Why It’s Okay To Walk
By Paul Towers
Image © Boggy / Fotolia
Society often has an unhealthy obsession when it comes to running. Or exercise in general for that matter. Too often you hear people say that run wasn’t ‘really’ a run because you had to take a break, if you stopped to smell some roses, or god forbid walk!
I’m not sure what lead to this unhealthy focus on ‘perfect’ but I’m here to say that it is okay to walk. I was thinking about this concept just recently in terms of my own running. After almost a year away from running due to family, work and other obligations in life, I started to run again. I wasn’t sure how hard (or easy) it would be but I knew I wanted to get back out there.
Coming from a background of ultra marathons I set my sights on running 10kms as a starting point. The first run wasn’t pretty. I was slow, my legs felt like lead and it took way, way longer than I expected. I was, however running, and that was all that mattered to me.
Fast forward three days and I wanted to get in a second run for the week. I knew from previous experience that consistency is key. And having set a goal of running the Sydney Half Marathon on 15 May, I knew I had to stay on track or I wouldn’t reach my goal.
I set off early Sunday morning and within 500 metres knew it was going to be a struggle. It had been three days, but my legs still felt like that had just finished the previous run! I was even slower than last time, but I stayed focused on my goal and went out to run the 10km.

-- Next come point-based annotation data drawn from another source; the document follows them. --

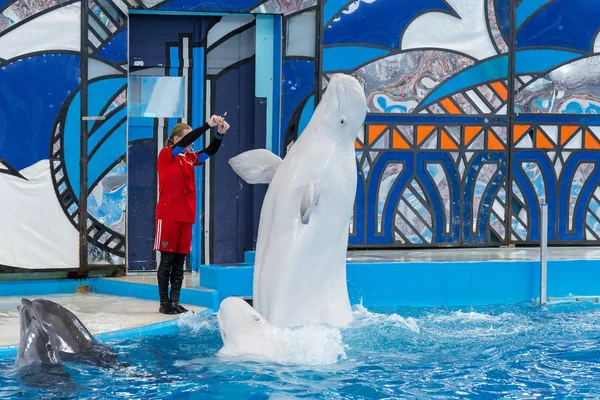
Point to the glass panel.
(301, 35)
(156, 96)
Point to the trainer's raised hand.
(214, 121)
(223, 127)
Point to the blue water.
(484, 352)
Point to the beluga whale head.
(343, 108)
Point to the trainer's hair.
(177, 131)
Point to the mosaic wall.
(474, 119)
(60, 61)
(479, 111)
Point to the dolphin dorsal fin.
(256, 166)
(310, 197)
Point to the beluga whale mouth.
(300, 267)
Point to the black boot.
(164, 270)
(176, 282)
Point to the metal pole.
(543, 253)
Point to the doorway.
(184, 68)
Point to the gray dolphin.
(50, 334)
(35, 346)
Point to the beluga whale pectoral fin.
(256, 166)
(310, 197)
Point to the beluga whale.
(51, 334)
(300, 264)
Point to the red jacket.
(176, 186)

On this particular route I take the run out is downhill. This means that after turning around at the 5km mark I am faced with a couple of hills on the way home. As one would expect, this is where the fatigue started to set in and my lack of fitness reared its head. I hit the first hill and I was stuffed! I started to walk.
I am used to walking in ultra marathon races. It can often be a smart strategy. It allows you to conserve energy on the up hills and use the flat or downhills to your advantage.
Training is normally a different story. In the past when I had a long training run, say four or five hours on my feet, I always used to beat myself up when I walked. I felt like I had failed at what I set out to do.
This Sunday however I had a revelation. I didn’t beat myself up when I had to walk. I realised that this was exactly what I needed. If you get to the point where you have to walk, then you knew that the goal you set for that training run was just right. You see, if I had ran the whole 10kms that day, who would know if I still had another kilometre or two in my legs.
By ‘failing’ to run the whole 10kms, I knew I had pushed myself just enough. I had run most of the distance, but needed to walk the harder sections. That is now my benchmark for the weeks that follow. When I can run the whole thing again without a worry then I know it’s time to push the distance, intensity or number of hills. I will search for that point where I need to walk again, whether it be at 12kms, 15 or even more. Because when I find that point where I am forced to walk then I know the distance is just right. And my body will be forced to adapt.
The real insight I gained from this personal story is that when you see someone who is walking on their run, and when they looked completely stuffed, it’s not because they have failed. It’s because they are doing exactly what they need to do. It could be they may have even run further than you and are only now just finding their breaking point.
So lets celebrate the fact that walking in a run should be seen as a sign of achievement, not failure. And let’s get past this whole notion of a run doesn’t count as a run if you need to walk!